大井川通信

大井川あたりの事ども

イソヒヨドリの弾道

国道沿いの駐車場に車を停めていると、黒い影が、前方の上空からまっすぐに飛んできて、見る見る大きくなって、頭をかすめる。とっさに振り向くと、そのままの浅い角度で、少し先の自動車の下のあたりに「着弾」した。

イソヒヨドリだ。そっと近づいてのぞきこむと、全身濃紺で、腹のあたりだけ濃い赤のオスが地面をはねている。もう少し明るい青と赤なら目立つのに、ちょっと目には、黒っぽい鳥に見える。
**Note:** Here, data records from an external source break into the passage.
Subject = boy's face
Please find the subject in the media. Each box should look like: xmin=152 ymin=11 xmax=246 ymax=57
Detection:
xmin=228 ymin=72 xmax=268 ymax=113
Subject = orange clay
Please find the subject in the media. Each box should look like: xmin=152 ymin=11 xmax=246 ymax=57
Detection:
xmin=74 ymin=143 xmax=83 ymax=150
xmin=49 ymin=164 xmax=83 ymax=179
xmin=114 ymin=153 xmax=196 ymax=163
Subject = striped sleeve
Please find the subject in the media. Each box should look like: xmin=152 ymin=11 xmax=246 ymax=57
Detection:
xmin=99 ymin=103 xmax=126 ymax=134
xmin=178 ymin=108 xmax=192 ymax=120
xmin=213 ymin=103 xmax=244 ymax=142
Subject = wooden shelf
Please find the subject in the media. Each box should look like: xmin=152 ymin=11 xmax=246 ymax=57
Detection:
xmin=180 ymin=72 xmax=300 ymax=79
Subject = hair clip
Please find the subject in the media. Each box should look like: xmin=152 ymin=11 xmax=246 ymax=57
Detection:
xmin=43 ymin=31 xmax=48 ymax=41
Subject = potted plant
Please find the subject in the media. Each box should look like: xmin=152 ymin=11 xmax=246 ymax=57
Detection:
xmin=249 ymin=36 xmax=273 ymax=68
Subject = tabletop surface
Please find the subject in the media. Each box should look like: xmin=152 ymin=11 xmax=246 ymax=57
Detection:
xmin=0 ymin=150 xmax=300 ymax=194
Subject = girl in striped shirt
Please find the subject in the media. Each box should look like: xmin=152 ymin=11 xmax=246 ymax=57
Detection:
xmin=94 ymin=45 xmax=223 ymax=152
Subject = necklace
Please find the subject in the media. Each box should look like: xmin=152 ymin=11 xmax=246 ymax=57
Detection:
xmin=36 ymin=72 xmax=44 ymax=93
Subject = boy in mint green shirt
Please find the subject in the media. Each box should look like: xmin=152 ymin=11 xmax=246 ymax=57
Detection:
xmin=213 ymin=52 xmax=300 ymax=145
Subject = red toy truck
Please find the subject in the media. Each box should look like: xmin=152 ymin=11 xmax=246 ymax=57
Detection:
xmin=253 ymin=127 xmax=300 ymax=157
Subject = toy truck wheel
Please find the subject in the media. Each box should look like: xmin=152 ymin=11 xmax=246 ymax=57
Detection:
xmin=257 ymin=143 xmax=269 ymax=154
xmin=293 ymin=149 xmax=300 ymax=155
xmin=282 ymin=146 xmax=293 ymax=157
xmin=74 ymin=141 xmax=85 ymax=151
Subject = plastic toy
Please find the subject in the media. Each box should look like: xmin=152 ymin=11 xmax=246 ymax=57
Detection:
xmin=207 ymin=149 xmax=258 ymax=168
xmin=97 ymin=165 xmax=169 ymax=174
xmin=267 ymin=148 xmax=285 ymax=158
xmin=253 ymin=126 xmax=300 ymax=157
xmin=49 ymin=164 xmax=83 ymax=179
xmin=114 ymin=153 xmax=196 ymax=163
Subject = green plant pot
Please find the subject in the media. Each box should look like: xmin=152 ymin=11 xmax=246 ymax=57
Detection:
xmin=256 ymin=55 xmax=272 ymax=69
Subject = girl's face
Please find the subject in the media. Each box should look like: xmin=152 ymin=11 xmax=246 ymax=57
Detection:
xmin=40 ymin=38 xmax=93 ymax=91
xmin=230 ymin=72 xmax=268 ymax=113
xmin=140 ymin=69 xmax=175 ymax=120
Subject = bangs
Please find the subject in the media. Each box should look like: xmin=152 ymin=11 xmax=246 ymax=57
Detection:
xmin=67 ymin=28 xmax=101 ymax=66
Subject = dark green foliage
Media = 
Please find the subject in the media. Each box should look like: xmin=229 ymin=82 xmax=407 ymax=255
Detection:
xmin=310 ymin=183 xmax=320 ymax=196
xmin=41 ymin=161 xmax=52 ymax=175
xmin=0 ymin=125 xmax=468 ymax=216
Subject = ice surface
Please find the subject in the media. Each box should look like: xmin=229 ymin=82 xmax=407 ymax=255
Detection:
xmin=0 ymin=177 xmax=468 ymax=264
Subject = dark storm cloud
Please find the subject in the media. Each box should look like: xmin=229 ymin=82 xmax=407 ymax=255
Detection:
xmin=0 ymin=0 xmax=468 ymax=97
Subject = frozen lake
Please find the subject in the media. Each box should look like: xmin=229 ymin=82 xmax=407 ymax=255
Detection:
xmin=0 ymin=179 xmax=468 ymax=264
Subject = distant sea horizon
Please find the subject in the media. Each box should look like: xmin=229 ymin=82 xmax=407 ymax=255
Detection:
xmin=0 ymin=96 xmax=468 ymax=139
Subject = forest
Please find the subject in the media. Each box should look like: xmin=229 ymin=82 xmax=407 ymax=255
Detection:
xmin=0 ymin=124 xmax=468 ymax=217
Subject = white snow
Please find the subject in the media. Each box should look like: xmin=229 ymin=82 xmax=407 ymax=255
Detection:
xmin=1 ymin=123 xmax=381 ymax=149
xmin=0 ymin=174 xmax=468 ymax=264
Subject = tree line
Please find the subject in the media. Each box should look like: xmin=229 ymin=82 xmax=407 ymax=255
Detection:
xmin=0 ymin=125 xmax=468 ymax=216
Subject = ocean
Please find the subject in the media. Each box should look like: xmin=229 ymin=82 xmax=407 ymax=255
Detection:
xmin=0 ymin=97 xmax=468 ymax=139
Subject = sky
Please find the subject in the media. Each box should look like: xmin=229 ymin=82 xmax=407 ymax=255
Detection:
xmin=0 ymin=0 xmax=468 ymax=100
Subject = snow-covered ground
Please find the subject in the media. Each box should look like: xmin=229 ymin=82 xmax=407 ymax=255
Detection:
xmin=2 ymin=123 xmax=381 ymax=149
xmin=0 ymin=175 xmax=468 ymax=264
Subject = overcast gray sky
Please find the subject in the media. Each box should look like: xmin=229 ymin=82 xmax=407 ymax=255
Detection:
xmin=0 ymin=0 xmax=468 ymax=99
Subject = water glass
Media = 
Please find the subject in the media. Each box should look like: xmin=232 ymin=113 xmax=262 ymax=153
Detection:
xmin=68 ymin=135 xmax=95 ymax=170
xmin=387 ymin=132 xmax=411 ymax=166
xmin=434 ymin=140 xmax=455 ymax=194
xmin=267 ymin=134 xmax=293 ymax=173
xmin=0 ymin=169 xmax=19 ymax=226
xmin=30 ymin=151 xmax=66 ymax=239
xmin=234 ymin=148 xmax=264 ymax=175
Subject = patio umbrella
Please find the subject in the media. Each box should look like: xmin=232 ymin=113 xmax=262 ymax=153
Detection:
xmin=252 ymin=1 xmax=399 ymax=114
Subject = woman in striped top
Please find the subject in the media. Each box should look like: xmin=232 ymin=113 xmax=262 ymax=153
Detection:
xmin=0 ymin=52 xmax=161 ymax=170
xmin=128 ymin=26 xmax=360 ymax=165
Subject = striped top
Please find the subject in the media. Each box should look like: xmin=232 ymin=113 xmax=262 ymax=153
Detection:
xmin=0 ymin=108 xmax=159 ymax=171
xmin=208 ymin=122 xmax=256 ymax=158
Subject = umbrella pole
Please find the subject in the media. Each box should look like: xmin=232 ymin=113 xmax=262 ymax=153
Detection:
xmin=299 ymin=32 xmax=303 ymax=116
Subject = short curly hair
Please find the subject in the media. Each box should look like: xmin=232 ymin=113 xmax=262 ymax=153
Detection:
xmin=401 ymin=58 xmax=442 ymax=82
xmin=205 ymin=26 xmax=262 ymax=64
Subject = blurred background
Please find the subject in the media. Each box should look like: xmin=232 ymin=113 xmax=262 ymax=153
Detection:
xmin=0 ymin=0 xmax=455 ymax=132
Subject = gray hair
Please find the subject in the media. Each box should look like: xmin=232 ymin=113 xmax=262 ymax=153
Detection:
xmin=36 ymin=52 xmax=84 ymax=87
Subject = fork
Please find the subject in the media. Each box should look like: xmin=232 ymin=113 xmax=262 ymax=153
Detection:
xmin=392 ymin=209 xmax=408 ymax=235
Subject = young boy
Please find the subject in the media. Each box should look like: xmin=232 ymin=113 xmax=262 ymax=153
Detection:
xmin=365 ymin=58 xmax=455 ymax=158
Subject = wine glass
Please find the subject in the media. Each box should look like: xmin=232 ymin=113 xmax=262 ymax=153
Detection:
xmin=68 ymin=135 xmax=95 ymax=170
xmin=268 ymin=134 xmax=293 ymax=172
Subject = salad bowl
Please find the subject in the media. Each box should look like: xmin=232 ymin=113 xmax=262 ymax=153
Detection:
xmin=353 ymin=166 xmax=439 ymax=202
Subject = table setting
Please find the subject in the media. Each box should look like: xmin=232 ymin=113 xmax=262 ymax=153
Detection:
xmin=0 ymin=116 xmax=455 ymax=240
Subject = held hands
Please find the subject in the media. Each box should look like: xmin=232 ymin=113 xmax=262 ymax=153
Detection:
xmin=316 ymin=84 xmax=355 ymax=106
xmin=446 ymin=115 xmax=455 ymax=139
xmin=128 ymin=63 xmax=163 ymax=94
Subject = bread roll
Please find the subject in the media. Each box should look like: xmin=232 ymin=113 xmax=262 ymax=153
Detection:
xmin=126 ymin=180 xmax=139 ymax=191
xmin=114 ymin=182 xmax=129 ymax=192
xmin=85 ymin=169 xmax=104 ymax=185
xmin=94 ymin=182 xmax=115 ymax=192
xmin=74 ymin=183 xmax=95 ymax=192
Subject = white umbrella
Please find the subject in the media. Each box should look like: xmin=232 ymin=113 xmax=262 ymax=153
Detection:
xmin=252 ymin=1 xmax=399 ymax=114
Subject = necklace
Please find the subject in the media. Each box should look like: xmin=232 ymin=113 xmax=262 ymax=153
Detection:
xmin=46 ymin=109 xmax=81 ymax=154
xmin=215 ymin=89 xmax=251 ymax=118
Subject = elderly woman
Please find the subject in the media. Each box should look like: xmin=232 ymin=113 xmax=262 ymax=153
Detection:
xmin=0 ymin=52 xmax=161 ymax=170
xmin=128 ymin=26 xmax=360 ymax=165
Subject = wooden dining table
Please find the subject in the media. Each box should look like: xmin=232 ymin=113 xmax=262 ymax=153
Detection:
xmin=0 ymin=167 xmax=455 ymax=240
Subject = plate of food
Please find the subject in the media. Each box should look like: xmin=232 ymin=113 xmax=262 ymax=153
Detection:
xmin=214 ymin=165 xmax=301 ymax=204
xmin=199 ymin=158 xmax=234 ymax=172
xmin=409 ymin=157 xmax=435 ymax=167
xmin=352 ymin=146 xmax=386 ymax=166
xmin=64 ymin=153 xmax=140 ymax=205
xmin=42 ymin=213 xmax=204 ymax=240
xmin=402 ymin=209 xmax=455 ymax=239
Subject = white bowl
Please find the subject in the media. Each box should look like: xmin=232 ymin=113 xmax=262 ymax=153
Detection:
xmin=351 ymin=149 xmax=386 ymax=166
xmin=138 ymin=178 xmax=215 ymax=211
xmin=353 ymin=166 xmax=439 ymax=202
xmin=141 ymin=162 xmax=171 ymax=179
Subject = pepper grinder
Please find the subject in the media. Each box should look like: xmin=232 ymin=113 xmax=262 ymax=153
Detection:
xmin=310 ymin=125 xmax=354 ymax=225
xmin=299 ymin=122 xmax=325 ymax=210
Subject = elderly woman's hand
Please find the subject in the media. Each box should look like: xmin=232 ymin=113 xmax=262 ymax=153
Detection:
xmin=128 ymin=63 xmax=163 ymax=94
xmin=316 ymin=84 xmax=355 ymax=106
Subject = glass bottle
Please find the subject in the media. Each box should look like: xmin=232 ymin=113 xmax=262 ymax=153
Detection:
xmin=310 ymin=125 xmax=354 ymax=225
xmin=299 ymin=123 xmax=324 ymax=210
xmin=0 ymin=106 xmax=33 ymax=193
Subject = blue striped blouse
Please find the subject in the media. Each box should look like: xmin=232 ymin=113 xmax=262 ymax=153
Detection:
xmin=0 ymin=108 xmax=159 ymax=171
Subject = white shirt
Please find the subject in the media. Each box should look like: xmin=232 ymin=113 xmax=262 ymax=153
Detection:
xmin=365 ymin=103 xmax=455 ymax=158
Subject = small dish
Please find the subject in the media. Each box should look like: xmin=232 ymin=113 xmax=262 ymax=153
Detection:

もともと海辺に住むせいか、ウエットスーツを着用したような、ぬめっとした質感だ。海辺の岩場に近い環境のために、アスファルトとビルの街中に進出して、元気に暮らしている。きっと潮風と海鳴りに負けないじょうぶな喉で、とてもきれいで大きなさえずりをビルの谷間に響かせる。

僕が好きなのは、その直線的な飛び方だ。すこし太めの身体に短い翼と尾羽。あまり羽ばたきを感じさせずに、砲弾のように滑空する。今までも、街角で何度かハッとさせられてきた。だから、今回の「襲撃」にも、すぐにイソヒヨドリとわかったのだ。

鳥たちの生活と僕の生活が不意に交差する場所。そこで僕は、彼らと挨拶を交わし、ひそかに励ましあう。